Stakeholder buy-in is important for buy-in, continued success and investment. A top-down directive to become more data-driven is not enough. Department heads and middle management need to embrace the data team. The initial person and team members need to communicate progress, results and positive impact for the business. Moreover, they need to understand the decision making culture and engage stakeholders enough to be able to capture their enthusiasm and feedback. Building a data function is a cross functional project that depends on the change management created at the top to bottom by the company leadership. A successful data team does not work in silos, isolated.
Focus on usability instead of technically interesting
Managers of greenfield teams should not be afraid to be directive of technology decisions. Often managers try to accommodate team members’ technical curiosities to retain talent. Accommodating technical curiosity can lead to overly complex data pipelines, lack of scalability and breeds technical debt.
Don’t spend too much time on the pipeline. Build an MVP and iterate
Engineers like using complex tools to learn and that makes scaling, hiring, etc. hard in the future.

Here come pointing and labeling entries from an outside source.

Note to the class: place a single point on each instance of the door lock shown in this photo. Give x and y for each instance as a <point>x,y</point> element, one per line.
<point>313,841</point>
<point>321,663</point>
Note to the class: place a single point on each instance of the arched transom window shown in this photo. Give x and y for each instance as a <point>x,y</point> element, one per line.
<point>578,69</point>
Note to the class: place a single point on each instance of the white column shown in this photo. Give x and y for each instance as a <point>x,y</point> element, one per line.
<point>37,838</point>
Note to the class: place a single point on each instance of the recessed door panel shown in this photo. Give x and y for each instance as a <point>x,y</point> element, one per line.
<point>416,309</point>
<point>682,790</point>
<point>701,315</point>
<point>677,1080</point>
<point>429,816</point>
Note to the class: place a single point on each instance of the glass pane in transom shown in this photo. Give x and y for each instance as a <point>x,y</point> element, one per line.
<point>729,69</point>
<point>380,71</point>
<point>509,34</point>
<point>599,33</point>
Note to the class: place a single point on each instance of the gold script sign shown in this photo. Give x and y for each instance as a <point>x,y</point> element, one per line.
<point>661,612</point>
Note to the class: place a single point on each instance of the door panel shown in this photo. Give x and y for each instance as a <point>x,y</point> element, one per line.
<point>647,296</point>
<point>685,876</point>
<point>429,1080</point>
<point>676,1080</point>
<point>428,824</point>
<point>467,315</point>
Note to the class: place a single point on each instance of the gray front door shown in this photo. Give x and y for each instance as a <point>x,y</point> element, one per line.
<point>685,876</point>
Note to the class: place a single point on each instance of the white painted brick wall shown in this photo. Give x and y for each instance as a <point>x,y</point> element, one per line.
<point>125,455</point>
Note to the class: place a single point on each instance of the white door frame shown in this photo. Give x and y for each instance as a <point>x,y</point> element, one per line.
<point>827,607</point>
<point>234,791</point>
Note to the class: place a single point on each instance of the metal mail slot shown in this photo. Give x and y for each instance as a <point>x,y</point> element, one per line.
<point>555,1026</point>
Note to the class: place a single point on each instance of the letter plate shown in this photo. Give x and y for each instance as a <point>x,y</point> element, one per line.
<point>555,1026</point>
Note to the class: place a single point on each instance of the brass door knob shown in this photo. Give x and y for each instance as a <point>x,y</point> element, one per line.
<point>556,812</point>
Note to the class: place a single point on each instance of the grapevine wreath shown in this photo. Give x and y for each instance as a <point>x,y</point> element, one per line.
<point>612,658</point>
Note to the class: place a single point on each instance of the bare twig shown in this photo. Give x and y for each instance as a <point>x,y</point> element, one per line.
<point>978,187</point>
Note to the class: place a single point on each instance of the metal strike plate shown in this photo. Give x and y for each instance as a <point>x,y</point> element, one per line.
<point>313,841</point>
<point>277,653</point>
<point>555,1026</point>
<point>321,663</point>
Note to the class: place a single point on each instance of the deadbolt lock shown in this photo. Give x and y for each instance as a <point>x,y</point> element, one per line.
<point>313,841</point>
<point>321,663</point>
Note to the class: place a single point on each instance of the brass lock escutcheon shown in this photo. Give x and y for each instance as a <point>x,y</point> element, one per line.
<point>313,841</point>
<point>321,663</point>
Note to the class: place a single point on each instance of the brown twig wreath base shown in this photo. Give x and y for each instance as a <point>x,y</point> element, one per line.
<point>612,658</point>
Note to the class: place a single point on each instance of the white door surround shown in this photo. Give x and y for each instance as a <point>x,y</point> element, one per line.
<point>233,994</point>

Plug and play tools are important for moving quickly and remaining competitive in the dynamism of the data world.
Sometimes you don’t get the tools you would like due to external factors.
Spend more time on documentation, governance and data quality issues
Avoid custom code. Custom code gets hidden in places such as dashboards and is often not documented. Tools such as DBT are useful for unwinding and understanding the business logic.
Garbage in means garbage out
Everything a data team does is built on trust in data. There is a point when data is of such poor quality, that gut feeling is actually better than trusting data. Sad but true.
Did our veterans create technical debt?
Yes they did….
A couple of the respondents said that the engineers found Spark appealing, but Spark skillsets are rare, which made hiring and upskilling difficult. They regretted starting with Spark instead of an easier alternative.
The budgets were tight, so some of the tool choices were suboptimal. For example, one respondent made a choice to use Redshift due to budget constraints and the ability to convince stakeholders.
Other respondents chose Postgres and BigQuery and did not govern.
Lack of governance, overly focusing on speed rather than quality
Custom code, bugs, hacks. inconsistency. All of these issues were mentioned multiple times and had to be cleaned up expensively later on, often by another data leader. It is important to take care of metadata, data quality, governance and documentation.
How much will the first year cost?
The average was 800K Euros. 700K for personnel costs, 100K for tools. The lowest cost was 300K with huge amounts of overtime. The largest cost was 1.1 Million Euros for a company that scaled up its team after receiving a large investment.
Data functions are an artifact of their organization, thus there is no cookbook for how to successfully execute a greenfield project. With a limited budget and mediocre political clout, decisions will focus on trade offs rather than building a world-class organization. Building a data function that is strategic and represents a competitive advantage is a long-term investment whose return on investment will likely still remain negative in the first year, despite some early wins. How long it will take to eventually break even or even realize a positive ROI depends on the ability of the team to produce impactful use cases and KPIs while maintaining quality data and engaging stakeholders.